The overhead, while not extreme, can be substantial for simple programs. For example, the following script for quickly analyzing a routine 4-pulse DEER experiment:

import numpy as np
import matplotlib.pyplot as plt
import deerlab as dl

# File location
path = r'D:\lufa\projects\DeerLab\DeerLab\examples\data\\'
file = 'example_4pdeer_1.DTA'
tau1 = 0.3      
tau2 = 4.0      
deadtime = 0.1 
t,Vexp = dl.deerload(path + file)

Vexp = dl.correctphase(Vexp) 
Vexp = Vexp/np.max(Vexp)     
t = t + deadtime             

r = np.arange(2.5,5,0.01) # nm
Vmodel = dl.dipolarmodel(t,r, experiment = dl.ex_4pdeer(tau1,tau2, pathways=[1]))

results = dl.fit(Vmodel,Vexp)
print(results)

when profiled, reveals that above a quarter of the total runtime (about 1.35s out of the total 5.54s) is spent in the import of DeerLab (specifically, in the instancing of the objects defined in dd_models and bg_models:

While this import time is minor for long analyses requiring several orders of magnitude more, it can be cumbersome for development and quick programs.

Answer 1 · 2023-08-08T09:33:58.000Z

The vast majority of DeerLabs import overhead comes from the importing of Scipy, Numpy and Matplotlib. This is inevtiable.
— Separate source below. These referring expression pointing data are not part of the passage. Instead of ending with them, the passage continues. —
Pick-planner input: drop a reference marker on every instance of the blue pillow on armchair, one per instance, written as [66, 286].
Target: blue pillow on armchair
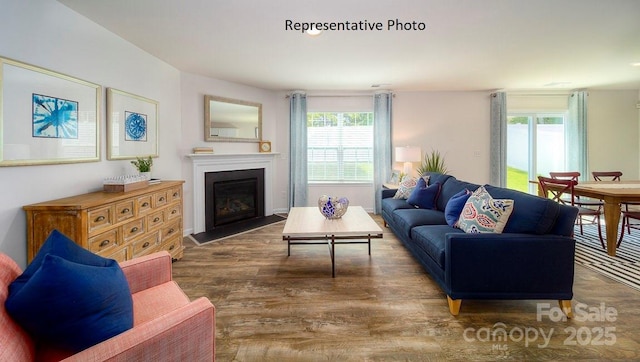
[423, 196]
[69, 298]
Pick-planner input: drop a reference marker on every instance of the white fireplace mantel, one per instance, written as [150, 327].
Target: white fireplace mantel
[203, 163]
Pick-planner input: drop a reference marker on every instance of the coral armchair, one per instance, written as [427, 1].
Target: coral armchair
[167, 326]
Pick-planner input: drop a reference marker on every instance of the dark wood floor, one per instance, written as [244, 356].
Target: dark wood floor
[384, 307]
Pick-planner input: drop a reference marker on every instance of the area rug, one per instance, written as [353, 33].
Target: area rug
[229, 231]
[623, 268]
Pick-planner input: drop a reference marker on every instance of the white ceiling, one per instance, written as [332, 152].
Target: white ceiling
[467, 44]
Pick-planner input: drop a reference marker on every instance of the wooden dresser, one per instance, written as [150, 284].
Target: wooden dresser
[119, 225]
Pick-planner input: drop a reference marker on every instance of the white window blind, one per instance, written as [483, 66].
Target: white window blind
[340, 146]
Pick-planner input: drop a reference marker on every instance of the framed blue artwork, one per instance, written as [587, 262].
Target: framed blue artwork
[135, 126]
[47, 117]
[132, 125]
[54, 117]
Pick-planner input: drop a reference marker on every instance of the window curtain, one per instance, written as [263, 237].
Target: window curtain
[498, 143]
[298, 182]
[381, 143]
[576, 134]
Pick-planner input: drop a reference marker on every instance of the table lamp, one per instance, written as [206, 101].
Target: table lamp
[408, 155]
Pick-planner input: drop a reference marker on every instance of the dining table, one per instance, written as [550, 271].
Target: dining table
[612, 193]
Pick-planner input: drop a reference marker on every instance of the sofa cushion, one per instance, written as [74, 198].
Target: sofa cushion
[451, 187]
[389, 205]
[424, 196]
[454, 207]
[484, 214]
[431, 239]
[405, 219]
[531, 214]
[69, 305]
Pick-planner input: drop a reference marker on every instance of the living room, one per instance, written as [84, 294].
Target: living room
[453, 120]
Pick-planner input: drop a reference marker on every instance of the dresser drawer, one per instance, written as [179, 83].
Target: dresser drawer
[132, 229]
[175, 194]
[172, 245]
[170, 230]
[145, 245]
[124, 210]
[103, 243]
[100, 218]
[144, 204]
[160, 198]
[155, 220]
[118, 254]
[174, 211]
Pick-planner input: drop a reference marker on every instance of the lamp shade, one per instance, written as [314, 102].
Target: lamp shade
[408, 154]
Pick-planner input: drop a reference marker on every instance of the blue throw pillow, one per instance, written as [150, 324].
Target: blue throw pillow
[423, 196]
[454, 207]
[69, 305]
[57, 244]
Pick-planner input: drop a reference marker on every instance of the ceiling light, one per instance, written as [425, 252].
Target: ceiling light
[314, 32]
[557, 84]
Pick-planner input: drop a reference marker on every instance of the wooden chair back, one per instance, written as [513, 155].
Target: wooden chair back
[555, 189]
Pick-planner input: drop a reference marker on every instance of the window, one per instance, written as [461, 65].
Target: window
[535, 146]
[340, 146]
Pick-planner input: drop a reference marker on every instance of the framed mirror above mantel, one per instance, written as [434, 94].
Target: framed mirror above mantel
[231, 120]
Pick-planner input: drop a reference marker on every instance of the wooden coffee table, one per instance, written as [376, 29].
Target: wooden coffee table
[307, 223]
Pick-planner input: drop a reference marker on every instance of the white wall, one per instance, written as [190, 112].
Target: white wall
[454, 123]
[613, 132]
[49, 35]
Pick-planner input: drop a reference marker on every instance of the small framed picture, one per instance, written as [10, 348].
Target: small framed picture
[395, 177]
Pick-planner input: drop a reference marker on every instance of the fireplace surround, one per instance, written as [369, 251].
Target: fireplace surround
[233, 196]
[203, 163]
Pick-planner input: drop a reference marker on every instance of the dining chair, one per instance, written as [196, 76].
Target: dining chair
[588, 203]
[562, 191]
[629, 211]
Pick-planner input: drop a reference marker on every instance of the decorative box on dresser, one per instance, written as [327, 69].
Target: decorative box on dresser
[116, 225]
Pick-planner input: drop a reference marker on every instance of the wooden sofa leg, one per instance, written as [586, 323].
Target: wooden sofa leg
[565, 305]
[454, 305]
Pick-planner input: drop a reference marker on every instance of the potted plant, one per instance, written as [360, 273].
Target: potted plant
[432, 162]
[143, 165]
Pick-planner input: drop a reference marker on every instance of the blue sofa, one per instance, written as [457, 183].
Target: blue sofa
[533, 257]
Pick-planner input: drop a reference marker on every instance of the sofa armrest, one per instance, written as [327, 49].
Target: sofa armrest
[185, 334]
[147, 271]
[514, 266]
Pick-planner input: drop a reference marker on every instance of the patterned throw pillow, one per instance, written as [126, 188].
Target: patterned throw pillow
[484, 214]
[407, 185]
[405, 188]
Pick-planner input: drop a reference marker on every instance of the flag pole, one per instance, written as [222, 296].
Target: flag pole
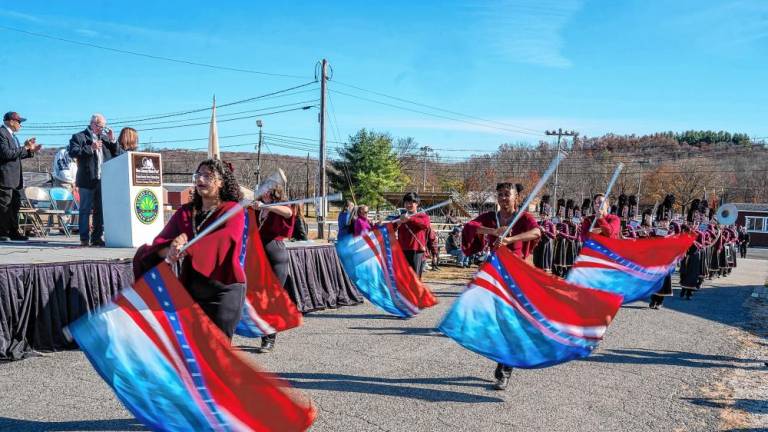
[239, 207]
[616, 172]
[536, 189]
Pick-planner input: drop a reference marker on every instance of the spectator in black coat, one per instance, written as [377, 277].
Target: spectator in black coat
[11, 179]
[92, 147]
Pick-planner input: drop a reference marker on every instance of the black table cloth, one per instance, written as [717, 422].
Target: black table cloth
[37, 301]
[317, 280]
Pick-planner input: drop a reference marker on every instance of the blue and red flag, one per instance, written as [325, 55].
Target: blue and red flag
[634, 269]
[268, 308]
[376, 265]
[176, 371]
[520, 316]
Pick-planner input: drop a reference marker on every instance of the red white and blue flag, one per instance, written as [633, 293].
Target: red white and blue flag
[634, 269]
[267, 309]
[176, 371]
[520, 316]
[376, 265]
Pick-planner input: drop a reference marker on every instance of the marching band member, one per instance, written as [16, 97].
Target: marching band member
[210, 269]
[412, 232]
[275, 226]
[608, 225]
[521, 239]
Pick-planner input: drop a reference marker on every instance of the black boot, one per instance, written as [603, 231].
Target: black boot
[268, 343]
[502, 375]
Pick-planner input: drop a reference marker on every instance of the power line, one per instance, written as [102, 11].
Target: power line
[435, 115]
[182, 113]
[538, 132]
[152, 56]
[229, 120]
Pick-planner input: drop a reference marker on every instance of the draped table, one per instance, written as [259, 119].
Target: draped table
[317, 280]
[38, 300]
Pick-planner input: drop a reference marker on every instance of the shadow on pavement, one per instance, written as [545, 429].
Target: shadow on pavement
[672, 358]
[401, 387]
[409, 331]
[718, 304]
[352, 316]
[754, 406]
[75, 425]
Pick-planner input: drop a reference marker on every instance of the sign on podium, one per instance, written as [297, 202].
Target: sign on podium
[132, 198]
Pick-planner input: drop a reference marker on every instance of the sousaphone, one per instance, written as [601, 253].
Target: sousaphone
[726, 214]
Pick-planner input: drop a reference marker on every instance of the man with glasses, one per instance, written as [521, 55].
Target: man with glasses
[11, 179]
[92, 147]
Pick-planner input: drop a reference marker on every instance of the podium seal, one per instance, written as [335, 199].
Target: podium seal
[147, 206]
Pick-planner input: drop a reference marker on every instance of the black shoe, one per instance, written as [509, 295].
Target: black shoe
[267, 343]
[501, 383]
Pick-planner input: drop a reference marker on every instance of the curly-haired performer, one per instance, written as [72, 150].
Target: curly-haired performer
[210, 269]
[486, 229]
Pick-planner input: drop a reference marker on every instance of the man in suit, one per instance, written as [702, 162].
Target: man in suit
[11, 179]
[92, 147]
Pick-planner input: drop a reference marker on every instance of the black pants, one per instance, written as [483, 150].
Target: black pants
[10, 202]
[278, 258]
[416, 261]
[502, 371]
[656, 300]
[277, 255]
[222, 303]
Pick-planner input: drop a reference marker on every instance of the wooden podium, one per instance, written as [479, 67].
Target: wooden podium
[132, 199]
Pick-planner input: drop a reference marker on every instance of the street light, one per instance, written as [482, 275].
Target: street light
[258, 155]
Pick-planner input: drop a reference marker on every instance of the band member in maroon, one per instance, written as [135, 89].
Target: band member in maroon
[521, 240]
[608, 225]
[412, 232]
[210, 269]
[275, 226]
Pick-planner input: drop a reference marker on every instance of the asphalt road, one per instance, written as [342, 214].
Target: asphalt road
[657, 370]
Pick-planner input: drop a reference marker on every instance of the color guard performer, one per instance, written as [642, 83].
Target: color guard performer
[608, 225]
[275, 226]
[521, 240]
[412, 232]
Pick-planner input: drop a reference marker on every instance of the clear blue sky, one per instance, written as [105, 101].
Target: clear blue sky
[593, 66]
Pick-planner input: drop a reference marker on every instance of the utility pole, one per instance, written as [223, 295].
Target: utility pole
[425, 151]
[306, 189]
[559, 133]
[258, 155]
[323, 204]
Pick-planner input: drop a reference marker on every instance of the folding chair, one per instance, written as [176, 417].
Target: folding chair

About 15% of the import time occurs due to how the docstrings are created. Since the docs strings for dd_models and bg_models are created by functions these need to be run everytime. I would argue that this layout of docstrings is unnecessary and makes it harder to read the code. The import overhead however isn't a massive difference and will not be felt by most users.